Quand finalement ils arrivent sur leurs lieux de nidification dans l’Arctique, ces infatigables globe-trotters n’ont pas une vie de tout repos. En deux semaines, ils doivent se trouver un partenaire, délimiter leur territoire et bâtir leur nid. Ils ont ensuite trois semaines pour incuber leurs œufs et trois autres semaines pour élever leurs oisillons. Puis, vers la fin du mois de juillet, ils repartent vers le sud.
Les risques de la migration
Toutes ces pérégrinations ne sont pas sans risques. Les hommes constituent une grande menace.
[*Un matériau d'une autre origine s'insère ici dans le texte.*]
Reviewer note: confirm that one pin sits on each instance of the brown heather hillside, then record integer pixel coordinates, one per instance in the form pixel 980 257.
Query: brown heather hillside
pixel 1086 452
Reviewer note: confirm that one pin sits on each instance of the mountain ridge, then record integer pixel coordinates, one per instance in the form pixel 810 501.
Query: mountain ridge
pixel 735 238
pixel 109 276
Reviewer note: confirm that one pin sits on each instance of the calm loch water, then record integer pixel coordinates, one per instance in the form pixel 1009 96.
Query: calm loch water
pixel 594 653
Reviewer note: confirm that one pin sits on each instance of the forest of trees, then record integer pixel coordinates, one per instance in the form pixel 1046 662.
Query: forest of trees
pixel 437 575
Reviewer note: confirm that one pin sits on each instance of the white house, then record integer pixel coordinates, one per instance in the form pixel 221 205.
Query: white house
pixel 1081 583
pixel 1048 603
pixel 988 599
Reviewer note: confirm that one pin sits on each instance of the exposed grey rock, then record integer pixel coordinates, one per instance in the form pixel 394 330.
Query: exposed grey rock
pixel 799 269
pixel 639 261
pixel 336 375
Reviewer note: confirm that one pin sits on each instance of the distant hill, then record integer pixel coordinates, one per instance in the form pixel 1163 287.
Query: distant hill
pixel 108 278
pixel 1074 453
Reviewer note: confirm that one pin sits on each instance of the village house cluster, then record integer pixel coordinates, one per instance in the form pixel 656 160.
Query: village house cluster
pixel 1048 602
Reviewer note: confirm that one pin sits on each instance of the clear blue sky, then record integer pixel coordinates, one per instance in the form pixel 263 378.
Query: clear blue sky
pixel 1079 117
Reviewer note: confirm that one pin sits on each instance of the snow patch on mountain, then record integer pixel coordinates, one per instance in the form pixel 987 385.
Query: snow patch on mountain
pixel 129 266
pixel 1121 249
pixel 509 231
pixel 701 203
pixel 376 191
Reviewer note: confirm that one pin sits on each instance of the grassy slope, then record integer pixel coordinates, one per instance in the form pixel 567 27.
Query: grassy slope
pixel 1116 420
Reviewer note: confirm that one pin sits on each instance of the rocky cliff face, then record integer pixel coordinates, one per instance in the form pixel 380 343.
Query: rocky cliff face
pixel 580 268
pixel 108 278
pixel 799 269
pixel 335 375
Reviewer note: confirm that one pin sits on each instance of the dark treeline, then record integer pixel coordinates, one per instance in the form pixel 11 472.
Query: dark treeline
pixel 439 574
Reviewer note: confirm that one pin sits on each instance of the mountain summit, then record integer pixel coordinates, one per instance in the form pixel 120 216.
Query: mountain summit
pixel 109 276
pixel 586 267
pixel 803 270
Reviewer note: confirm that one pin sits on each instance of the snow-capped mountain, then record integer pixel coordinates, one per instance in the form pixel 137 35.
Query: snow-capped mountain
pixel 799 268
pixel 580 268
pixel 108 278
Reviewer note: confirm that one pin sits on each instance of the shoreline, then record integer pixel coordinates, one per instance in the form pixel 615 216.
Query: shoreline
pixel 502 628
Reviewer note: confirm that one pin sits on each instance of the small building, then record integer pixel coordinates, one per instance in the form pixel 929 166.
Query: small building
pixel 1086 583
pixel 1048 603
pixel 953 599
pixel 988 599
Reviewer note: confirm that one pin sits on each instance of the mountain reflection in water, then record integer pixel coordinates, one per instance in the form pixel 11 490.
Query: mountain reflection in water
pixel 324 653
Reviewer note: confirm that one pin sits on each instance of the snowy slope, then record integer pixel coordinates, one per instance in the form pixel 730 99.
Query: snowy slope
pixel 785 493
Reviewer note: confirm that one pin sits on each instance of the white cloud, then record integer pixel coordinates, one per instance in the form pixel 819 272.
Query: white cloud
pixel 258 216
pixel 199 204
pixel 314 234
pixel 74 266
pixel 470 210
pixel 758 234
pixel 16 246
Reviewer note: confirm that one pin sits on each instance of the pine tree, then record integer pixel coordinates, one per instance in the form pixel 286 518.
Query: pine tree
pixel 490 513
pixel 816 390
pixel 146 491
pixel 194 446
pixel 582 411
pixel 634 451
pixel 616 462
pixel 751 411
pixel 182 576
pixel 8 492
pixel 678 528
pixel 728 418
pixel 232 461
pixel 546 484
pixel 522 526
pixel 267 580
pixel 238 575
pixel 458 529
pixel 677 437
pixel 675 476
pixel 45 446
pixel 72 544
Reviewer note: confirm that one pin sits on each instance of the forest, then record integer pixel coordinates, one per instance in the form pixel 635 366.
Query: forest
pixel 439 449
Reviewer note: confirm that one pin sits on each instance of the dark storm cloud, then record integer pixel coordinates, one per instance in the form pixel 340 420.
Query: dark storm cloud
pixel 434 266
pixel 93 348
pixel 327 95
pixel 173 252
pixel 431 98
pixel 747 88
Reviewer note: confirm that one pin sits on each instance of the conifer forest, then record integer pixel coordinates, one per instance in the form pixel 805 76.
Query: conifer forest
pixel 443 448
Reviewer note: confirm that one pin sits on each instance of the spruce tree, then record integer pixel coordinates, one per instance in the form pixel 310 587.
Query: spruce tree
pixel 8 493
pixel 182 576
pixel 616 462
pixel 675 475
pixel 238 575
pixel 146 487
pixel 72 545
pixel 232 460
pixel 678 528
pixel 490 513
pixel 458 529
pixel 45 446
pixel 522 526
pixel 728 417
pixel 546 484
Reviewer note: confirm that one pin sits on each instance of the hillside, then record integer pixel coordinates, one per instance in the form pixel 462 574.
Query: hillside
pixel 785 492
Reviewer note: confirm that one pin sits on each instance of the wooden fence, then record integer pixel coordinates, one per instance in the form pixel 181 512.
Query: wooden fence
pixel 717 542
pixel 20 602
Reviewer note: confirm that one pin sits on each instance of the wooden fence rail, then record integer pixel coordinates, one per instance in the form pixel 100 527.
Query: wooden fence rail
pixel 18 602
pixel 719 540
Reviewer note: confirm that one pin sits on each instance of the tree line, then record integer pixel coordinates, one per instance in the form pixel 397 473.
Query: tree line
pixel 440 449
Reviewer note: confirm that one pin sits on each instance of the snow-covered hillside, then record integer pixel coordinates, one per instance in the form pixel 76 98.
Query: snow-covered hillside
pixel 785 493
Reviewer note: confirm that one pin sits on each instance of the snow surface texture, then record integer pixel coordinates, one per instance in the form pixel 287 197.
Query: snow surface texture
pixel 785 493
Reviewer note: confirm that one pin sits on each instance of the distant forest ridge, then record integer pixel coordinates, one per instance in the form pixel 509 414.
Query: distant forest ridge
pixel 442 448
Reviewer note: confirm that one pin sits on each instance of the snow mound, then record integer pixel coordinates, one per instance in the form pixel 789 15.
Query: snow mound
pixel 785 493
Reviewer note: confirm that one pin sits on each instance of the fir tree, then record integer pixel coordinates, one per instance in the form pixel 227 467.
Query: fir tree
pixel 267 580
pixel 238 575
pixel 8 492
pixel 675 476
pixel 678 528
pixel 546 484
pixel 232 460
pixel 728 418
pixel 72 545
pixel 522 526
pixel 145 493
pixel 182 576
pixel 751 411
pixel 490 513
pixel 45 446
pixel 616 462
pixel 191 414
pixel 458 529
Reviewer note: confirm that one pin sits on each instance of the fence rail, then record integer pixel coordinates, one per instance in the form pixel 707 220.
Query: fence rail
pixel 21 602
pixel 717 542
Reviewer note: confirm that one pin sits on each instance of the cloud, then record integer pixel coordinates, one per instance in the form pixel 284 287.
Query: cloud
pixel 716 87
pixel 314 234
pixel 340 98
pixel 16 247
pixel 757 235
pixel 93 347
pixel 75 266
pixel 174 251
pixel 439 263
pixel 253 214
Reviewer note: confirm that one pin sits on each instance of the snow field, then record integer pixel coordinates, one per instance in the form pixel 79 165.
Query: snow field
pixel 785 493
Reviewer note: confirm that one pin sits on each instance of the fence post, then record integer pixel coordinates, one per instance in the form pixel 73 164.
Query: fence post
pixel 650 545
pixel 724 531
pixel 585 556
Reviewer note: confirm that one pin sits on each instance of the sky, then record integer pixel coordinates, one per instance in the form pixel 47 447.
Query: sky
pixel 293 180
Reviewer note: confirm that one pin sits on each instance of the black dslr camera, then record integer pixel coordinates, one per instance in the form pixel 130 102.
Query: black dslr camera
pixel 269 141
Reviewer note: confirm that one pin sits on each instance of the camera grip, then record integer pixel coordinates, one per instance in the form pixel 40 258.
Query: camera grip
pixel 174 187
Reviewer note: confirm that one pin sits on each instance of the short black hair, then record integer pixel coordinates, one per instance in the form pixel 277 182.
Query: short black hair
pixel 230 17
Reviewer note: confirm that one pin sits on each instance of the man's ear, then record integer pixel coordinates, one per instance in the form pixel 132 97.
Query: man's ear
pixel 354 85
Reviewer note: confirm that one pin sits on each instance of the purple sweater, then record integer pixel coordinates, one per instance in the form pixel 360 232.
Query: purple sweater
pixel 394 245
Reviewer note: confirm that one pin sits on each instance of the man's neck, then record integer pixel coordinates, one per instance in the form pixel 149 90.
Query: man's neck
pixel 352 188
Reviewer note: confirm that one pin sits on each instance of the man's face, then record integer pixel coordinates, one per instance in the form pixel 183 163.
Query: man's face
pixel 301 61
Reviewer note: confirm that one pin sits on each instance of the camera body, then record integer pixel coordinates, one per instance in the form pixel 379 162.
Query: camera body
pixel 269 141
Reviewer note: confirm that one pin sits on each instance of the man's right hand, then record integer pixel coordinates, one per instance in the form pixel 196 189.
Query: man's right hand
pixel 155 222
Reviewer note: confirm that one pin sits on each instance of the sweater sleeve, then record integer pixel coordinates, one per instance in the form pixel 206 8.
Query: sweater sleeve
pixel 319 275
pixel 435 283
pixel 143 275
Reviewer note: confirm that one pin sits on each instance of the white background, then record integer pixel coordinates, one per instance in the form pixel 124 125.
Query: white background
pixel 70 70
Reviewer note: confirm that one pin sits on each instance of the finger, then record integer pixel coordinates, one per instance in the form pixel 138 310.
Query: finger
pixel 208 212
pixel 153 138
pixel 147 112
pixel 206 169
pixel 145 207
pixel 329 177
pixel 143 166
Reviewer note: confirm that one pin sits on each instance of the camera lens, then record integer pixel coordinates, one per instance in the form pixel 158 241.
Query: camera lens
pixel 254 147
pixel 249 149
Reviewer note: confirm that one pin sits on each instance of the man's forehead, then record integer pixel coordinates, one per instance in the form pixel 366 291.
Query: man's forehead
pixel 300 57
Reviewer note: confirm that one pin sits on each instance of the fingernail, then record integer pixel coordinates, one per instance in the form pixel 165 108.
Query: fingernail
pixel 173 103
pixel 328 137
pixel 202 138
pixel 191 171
Une menace plus grande encore est la disparition des zones humides. Les échassiers ont du mal à s’adapter à ce phénomène.
Grâce aux actions des défenseurs de la nature, sans doute ces escales privilégiées resteront-elles intactes. Une fois qu’on a contemplé une troupe d’échassiers tournoyant au-dessus des vagues, ou entendu leurs cris obsédants, il est difficile de les oublier.
Comme le naturaliste Arthur Morris l’écrit, “ tous ceux qui aiment observer les oiseaux de rivage partagent le même sentiment. Combien de fois ne sommes-nous pas restés sur une plage déserte ou sur une grève à admirer une troupe de bécasseaux au plumage richement contrasté, virant et virevoltant en parfaite harmonie ! Et, chaque fois, c’est le même émerveillement mêlé de révérence ”.
Les échassiers, ou oiseaux de rivage, appartiennent à l’ordre des charadriiformes. Il en existe plus de 200 espèces.
Les bécasseaux maubèches sont certainement les champions du vol longue distance. Ceux qui se reproduisent à l’extrême nord du Canada hivernent généralement en Europe de l’Ouest ou à la pointe de l’Amérique du Sud, ce qui leur fait parcourir des trajets de plus de 10 000 kilomètres.
Aux Pays-Bas et en Mauritanie, on a observé des volées d’environ un million de bécasseaux variables.
Les barges rousses nichent en Sibérie, puis se dispersent dans des régions aussi diverses que les îles Britanniques, l’Afrique du Sud, le Proche-Orient, l’Australie ou la Nouvelle-Zélande.
On peut voir courir des bécasseaux sanderlings sur presque toutes les plages du monde. Certains se reproduisent à moins de 950 kilomètres du pôle Nord.